Published:April 08, 2022DOI:https://doi.org/10.1053/j.jrn.2022.03.005

      Abstract

      Purpose

      To investigate the effect of nutritional factors on bone mineral density (BMD) using quantitative computed tomography combined with blood biochemistry in patients on maintenance hemodialysis (MHD).

      Methods

      Sixty patients on MHD were divided into osteopenia (n = 20) and nonosteopenia (n = 40) groups. BMD, fat, and muscle mass were measured by quantitative computed tomography. The calcification of coronary artery and hilar lymph node and computed tomography attenuation values of the liver and spleen were also analyzed. Differences between the two groups were compared, and the risk factors for osteopenia were analyzed by logistic regression analysis.

      Results

      Patients in the osteopenia group had lower albumin levels than those in the nonosteopenia group (37.84 ± 3.00 vs 42.03 ± 4.05 g/L; P < .001). Logistic regression showed that patients with lower albumin levels had a higher risk of osteopenia (odds ratio, 1.462; 95% confidence interval, 1.313–1.801; P = .003). BMD was negatively correlated with fat mass (r = −0.365, P = .004) and positively correlated with the ratio of muscle mass to fat mass (r = 0.431, P = .001).
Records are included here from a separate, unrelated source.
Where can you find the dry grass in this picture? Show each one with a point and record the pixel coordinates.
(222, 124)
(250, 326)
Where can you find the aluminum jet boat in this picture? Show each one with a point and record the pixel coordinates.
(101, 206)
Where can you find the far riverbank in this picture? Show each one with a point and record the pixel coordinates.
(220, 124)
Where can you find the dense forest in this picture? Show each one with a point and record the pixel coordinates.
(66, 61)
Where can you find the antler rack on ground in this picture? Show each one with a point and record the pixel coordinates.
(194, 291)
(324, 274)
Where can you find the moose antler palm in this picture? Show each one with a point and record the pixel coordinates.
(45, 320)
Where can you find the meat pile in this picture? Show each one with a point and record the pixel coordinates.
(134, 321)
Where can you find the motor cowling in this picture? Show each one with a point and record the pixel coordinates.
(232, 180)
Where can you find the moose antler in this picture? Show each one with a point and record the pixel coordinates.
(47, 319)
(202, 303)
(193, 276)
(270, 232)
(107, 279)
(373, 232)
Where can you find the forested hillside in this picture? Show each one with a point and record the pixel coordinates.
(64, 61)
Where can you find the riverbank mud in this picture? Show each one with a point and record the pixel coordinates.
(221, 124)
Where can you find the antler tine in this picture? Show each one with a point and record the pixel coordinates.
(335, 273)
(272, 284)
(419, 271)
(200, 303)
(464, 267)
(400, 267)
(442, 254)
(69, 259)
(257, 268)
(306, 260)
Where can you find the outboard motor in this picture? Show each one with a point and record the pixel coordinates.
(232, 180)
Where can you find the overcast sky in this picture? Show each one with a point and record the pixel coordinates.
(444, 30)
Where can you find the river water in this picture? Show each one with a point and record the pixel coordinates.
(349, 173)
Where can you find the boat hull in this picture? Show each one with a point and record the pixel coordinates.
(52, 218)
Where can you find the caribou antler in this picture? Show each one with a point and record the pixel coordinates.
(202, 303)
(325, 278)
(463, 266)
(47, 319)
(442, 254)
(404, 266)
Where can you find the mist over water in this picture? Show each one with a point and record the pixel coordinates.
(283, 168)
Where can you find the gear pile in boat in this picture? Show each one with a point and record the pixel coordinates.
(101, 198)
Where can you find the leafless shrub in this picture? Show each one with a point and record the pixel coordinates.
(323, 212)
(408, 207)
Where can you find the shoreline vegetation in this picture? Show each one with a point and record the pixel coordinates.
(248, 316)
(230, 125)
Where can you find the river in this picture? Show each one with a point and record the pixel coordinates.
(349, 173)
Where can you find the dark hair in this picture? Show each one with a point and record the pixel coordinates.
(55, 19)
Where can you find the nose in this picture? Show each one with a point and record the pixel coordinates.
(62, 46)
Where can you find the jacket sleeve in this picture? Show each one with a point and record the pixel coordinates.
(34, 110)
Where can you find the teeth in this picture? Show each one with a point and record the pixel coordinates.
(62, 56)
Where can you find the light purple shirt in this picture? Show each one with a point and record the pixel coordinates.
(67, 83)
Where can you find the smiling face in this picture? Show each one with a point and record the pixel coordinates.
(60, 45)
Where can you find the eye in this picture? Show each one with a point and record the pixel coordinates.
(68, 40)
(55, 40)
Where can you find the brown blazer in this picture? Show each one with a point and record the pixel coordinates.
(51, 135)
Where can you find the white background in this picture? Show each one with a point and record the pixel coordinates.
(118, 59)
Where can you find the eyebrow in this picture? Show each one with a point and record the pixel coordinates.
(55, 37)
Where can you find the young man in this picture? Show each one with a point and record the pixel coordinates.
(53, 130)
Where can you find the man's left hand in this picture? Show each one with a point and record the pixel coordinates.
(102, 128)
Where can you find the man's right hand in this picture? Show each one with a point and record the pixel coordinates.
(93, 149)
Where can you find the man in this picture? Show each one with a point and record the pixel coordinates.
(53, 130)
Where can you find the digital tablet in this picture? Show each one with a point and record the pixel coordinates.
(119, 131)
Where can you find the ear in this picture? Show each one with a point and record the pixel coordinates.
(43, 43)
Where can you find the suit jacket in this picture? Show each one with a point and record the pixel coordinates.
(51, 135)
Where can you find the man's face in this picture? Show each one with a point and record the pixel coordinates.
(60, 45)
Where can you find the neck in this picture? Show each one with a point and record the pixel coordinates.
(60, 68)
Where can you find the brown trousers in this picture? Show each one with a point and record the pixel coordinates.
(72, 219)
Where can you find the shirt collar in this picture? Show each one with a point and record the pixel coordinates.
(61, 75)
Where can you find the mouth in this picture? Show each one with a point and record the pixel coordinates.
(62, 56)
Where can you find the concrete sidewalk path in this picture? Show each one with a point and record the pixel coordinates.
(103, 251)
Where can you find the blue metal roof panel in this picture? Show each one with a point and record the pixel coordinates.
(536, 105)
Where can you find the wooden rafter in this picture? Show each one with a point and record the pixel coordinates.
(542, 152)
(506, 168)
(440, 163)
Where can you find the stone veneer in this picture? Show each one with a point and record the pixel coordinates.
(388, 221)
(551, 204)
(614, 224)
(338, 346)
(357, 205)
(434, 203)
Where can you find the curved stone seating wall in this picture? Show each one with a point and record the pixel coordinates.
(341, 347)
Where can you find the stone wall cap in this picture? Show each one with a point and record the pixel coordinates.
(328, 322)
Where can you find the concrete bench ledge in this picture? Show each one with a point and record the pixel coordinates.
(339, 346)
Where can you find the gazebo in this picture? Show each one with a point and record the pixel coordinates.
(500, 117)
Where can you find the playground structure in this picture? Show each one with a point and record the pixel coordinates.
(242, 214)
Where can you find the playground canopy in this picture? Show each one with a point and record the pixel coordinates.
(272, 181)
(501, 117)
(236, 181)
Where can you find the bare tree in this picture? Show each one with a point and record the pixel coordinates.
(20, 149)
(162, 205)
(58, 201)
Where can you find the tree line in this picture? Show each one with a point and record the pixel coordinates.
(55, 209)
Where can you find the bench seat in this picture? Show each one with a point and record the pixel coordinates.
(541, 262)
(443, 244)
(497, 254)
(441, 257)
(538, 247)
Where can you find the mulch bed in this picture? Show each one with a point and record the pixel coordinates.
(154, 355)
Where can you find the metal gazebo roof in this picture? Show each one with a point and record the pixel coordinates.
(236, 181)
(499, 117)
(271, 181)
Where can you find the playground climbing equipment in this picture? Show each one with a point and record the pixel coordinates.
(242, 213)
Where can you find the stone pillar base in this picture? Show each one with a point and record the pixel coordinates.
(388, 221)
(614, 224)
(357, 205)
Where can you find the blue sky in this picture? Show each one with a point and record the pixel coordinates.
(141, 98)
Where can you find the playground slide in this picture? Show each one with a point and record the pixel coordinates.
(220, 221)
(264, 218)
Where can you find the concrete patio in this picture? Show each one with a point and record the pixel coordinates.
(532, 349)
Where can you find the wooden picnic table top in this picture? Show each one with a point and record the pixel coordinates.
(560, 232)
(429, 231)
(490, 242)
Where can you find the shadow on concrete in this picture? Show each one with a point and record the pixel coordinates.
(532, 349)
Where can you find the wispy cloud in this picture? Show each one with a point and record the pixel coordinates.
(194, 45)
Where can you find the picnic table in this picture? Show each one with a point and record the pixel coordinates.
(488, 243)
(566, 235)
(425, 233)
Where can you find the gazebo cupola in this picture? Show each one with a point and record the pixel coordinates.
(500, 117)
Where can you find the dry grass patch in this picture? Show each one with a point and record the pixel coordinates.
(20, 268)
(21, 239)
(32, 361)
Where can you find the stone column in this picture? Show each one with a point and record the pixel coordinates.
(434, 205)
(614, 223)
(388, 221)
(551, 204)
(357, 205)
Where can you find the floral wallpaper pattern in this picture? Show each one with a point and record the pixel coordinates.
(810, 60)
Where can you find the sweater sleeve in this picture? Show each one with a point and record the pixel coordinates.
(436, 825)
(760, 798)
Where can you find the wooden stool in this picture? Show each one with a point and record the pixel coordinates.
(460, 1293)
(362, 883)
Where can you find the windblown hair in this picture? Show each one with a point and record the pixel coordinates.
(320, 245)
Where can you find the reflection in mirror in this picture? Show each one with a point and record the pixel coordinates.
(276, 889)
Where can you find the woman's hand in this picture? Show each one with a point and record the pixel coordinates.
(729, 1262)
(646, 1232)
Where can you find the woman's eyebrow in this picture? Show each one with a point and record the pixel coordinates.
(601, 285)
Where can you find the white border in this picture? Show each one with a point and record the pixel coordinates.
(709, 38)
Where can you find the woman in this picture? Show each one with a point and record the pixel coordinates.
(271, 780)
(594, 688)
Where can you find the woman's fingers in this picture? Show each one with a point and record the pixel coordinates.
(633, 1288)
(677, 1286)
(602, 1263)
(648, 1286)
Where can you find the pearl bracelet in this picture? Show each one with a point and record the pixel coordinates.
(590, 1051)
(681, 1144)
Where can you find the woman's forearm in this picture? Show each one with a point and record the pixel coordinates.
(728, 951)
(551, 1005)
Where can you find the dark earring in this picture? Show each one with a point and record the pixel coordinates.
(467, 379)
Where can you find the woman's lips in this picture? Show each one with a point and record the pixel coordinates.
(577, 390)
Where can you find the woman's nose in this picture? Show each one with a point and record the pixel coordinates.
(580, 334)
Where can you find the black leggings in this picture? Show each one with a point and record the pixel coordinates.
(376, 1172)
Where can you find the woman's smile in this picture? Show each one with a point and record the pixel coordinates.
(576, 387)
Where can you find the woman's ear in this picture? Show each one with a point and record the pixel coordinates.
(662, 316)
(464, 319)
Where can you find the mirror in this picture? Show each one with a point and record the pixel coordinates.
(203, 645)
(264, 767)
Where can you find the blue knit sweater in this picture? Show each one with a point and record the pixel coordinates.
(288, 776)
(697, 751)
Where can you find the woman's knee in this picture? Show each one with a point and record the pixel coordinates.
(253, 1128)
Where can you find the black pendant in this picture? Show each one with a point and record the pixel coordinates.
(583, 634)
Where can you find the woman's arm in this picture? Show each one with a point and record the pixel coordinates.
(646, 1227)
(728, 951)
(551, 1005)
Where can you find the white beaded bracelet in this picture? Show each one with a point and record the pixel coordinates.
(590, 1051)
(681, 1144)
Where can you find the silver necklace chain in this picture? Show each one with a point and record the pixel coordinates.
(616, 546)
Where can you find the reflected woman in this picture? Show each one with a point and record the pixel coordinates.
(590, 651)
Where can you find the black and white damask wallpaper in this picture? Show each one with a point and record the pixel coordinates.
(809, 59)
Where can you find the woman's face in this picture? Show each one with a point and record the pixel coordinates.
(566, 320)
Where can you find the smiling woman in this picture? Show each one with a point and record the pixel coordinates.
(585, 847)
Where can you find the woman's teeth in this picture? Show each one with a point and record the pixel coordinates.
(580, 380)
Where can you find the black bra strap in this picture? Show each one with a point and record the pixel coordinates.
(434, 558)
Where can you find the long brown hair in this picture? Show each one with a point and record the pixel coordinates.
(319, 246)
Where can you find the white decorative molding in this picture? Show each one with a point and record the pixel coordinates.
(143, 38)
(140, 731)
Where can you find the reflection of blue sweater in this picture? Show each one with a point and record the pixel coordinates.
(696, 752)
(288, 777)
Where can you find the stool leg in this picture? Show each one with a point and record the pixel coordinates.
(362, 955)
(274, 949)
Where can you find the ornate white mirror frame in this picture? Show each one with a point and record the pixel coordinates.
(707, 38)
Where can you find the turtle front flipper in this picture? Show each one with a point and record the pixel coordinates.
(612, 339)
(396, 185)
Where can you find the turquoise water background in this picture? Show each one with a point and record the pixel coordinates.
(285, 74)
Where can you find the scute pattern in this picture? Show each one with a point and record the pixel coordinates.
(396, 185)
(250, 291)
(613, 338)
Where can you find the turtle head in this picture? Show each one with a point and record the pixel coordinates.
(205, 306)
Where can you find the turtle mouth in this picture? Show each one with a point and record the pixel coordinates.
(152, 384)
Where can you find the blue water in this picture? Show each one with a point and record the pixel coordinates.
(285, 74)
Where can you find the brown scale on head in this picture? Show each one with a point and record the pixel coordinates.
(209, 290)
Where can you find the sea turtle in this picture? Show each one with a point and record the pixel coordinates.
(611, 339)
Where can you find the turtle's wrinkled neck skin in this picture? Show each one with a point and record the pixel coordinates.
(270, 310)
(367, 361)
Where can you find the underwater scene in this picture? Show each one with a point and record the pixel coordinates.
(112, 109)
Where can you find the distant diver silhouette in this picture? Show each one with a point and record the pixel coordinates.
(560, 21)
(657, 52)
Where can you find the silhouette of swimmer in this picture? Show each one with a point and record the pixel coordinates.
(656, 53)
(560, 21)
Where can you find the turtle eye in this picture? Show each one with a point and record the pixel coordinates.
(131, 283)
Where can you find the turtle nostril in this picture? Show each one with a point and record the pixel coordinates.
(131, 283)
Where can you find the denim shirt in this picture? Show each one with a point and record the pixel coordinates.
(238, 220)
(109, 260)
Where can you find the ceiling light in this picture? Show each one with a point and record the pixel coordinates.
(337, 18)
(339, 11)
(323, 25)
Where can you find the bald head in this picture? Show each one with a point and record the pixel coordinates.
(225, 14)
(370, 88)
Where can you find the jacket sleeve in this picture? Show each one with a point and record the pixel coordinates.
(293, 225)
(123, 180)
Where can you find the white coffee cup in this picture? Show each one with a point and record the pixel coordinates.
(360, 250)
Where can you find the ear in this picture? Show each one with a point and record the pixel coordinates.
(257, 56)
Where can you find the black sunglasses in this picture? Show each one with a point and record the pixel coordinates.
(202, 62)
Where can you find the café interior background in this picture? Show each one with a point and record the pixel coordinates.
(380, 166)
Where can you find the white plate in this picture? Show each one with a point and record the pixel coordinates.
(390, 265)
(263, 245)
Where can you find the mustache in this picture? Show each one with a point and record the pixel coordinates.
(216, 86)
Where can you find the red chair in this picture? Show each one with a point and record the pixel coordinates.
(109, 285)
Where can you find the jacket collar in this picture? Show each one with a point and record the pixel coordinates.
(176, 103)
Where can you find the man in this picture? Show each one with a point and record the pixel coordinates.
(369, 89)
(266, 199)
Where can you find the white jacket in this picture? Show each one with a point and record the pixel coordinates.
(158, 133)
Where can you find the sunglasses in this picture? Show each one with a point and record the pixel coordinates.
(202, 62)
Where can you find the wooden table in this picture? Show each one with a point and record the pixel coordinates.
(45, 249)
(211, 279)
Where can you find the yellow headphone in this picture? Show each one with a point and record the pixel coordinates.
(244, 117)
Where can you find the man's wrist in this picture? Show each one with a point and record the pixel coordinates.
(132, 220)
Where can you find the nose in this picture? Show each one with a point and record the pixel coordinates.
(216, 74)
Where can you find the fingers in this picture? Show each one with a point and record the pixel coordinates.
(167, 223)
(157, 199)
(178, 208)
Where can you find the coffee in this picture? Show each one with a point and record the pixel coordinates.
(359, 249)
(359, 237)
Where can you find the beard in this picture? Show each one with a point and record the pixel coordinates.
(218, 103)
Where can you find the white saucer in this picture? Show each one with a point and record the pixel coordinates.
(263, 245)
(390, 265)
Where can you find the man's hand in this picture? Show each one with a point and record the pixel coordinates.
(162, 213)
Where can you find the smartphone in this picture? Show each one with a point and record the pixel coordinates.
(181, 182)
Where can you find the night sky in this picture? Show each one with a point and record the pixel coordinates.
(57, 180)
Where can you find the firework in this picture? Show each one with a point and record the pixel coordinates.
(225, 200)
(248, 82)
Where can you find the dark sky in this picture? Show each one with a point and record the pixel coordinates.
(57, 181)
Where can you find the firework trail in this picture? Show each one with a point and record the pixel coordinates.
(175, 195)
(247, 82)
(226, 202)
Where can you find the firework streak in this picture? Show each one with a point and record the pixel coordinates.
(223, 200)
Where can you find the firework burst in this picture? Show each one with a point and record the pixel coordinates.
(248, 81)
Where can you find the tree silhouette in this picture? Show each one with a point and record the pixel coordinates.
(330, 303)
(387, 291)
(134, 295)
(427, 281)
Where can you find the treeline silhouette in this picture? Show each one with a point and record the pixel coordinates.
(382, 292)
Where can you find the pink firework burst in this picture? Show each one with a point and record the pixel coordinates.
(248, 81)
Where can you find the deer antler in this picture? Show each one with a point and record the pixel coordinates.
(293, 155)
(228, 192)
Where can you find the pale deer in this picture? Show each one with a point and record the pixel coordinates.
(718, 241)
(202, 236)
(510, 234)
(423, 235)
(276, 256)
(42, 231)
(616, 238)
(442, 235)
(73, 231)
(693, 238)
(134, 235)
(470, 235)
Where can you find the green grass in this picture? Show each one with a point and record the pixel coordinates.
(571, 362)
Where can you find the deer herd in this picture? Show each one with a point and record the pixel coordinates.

There was no significant difference in the rate of calcification of coronary artery or hilar lymph nodes between the two groups. Computed tomography values of the liver and spleen were positively correlated with the duration of dialysis (r = 0.55, P = .001; r = 0.42, P < .001, respectively).

      Conclusion

      Low albumin levels are associated with an increased risk of osteopenia in patients on MHD. Abdominal fat is a risk factor for reduction in BMD in MHD patients, and the ratio of abdominal muscle mass to fat mass is a protective factor for BMD.